The recent Avalere report, commissioned mainly by affiliated business groups, predictably disputes some savings that will be realized by Vermont’s Act 48 single-payer health care plan. However, before opponents of single-payer start victory laps, some questionable aspects of the report should addressed.

The report overlooks that today hospitals and doctors in private practice write off over a hundred million dollars a year in care when patients can’t pay their medical bills, which means that everyone else pays more. Added on to this are collection fees. Single-payer eliminates such losses.

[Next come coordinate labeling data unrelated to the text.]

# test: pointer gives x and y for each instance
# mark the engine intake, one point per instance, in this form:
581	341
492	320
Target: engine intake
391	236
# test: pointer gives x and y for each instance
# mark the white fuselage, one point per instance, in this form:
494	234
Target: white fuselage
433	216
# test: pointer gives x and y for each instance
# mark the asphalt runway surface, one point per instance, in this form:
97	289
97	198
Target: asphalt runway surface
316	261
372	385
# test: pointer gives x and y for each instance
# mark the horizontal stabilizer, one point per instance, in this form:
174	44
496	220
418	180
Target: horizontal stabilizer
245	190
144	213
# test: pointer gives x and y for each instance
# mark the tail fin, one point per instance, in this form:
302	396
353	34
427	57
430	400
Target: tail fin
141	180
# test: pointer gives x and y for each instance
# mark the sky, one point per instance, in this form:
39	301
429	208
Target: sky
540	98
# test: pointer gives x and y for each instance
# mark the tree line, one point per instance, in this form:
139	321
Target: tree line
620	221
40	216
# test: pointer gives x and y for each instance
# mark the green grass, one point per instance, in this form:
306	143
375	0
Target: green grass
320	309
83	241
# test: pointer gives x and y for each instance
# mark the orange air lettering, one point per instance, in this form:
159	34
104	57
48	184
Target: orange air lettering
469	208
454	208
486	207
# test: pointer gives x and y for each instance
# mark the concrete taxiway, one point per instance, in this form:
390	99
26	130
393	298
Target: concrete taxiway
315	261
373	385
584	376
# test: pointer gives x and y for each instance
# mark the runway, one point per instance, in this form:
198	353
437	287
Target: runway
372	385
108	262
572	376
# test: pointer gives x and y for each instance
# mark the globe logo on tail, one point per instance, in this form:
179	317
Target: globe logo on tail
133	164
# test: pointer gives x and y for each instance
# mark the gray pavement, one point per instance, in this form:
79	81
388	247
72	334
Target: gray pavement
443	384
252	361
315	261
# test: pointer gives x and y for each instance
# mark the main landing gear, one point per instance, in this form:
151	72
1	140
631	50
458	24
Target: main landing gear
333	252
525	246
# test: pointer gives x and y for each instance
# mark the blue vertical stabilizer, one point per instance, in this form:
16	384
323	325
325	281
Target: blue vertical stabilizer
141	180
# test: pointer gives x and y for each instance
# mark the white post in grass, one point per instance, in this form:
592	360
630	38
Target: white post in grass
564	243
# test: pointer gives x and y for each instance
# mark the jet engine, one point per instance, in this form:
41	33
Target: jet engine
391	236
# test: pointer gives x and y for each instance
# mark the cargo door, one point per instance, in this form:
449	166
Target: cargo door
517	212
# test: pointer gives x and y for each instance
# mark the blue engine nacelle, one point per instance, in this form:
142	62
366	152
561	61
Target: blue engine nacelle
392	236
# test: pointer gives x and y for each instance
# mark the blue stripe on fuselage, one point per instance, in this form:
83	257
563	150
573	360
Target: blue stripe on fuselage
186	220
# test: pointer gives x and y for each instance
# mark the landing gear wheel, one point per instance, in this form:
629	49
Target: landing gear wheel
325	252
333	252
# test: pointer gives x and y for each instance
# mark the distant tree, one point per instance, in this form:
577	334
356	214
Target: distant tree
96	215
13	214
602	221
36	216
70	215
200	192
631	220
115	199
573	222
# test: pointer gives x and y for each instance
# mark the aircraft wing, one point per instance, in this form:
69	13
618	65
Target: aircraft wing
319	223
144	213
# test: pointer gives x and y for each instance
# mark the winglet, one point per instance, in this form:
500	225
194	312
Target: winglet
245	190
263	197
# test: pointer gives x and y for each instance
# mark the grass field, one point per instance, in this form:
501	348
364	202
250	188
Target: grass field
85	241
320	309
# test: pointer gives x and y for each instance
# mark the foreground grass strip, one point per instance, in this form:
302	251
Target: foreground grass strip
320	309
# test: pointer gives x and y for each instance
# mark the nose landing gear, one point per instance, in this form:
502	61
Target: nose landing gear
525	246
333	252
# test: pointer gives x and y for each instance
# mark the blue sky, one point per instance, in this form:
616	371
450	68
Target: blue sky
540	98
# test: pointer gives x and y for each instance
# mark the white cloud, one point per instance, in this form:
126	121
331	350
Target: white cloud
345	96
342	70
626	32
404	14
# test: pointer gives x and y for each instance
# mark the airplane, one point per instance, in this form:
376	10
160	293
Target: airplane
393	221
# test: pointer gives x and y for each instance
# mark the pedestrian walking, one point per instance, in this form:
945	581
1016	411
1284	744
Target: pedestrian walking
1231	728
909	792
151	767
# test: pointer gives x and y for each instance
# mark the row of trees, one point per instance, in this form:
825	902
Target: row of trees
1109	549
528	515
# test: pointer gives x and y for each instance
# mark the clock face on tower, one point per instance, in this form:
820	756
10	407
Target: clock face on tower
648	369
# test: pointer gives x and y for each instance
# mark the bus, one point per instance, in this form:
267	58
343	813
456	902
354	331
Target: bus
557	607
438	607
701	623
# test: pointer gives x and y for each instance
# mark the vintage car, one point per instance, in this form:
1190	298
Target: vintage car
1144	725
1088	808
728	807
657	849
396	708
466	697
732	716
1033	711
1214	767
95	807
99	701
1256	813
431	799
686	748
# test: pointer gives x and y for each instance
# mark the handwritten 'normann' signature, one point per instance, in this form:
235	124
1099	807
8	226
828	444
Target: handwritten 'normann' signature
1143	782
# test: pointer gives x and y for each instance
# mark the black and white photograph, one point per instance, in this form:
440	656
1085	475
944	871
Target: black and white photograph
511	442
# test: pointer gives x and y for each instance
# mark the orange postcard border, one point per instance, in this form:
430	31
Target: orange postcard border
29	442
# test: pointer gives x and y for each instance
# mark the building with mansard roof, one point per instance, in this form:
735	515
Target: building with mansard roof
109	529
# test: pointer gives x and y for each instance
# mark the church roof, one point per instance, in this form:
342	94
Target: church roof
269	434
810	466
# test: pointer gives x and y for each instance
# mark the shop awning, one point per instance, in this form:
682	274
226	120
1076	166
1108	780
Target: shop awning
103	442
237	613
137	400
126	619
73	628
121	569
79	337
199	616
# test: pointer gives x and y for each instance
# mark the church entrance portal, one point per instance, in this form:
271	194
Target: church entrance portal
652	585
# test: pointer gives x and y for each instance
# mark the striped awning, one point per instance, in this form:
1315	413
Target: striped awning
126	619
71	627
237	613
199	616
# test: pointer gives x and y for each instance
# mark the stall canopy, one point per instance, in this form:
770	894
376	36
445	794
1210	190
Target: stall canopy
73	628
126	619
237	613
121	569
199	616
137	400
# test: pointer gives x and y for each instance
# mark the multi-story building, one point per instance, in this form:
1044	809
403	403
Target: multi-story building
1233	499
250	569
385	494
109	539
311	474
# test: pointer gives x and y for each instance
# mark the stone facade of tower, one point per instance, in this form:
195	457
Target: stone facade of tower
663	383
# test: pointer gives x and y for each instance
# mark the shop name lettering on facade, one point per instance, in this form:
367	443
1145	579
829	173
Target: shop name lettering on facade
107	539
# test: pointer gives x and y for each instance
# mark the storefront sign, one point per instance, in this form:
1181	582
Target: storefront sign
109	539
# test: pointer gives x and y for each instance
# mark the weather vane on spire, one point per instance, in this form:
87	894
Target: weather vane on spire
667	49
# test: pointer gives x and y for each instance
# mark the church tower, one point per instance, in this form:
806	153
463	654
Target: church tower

Every Vermonter will be a paying patient and charged the same based on an upgrade of Medicare reimbursement rates. This leveling of the medical paying field should lower non-medical administrative costs such as billing departments. Even today, many hospitals flourish on mostly Medicare patients. See the Brill article in Time magazine.

The sponsors of the Avalere report include those who have vested interests directly or indirectly in the current health insurance system, such as Blue Cross and Blue Shield of Vermont, the Vermont Business Roundtable, the Vermont Chamber of Commerce, Fletcher Allen, Vermont Association of Hospitals, and the Vermont Medical Society. Incidentally, another sponsor of Avalere, Vermont Partners for Health Care Reform, testified that they question the accuracy of the report and want an independent study.

Five other reports, Lewin in 2001, Thorpe in 2006, Hsiao in 2011, BISHCA (now Vermont Department of Financial Regulation) and UMass in 2012 all contradict the Avalere report concerning savings from single-payer.

Finally, reports supporting single-payer should be redundant by now as the evidence of savings in the last 50-plus years are visible worldwide from developed countries, all of whom have universal health care, including single-payer, with better results at less cost than our fragmented and inefficient system.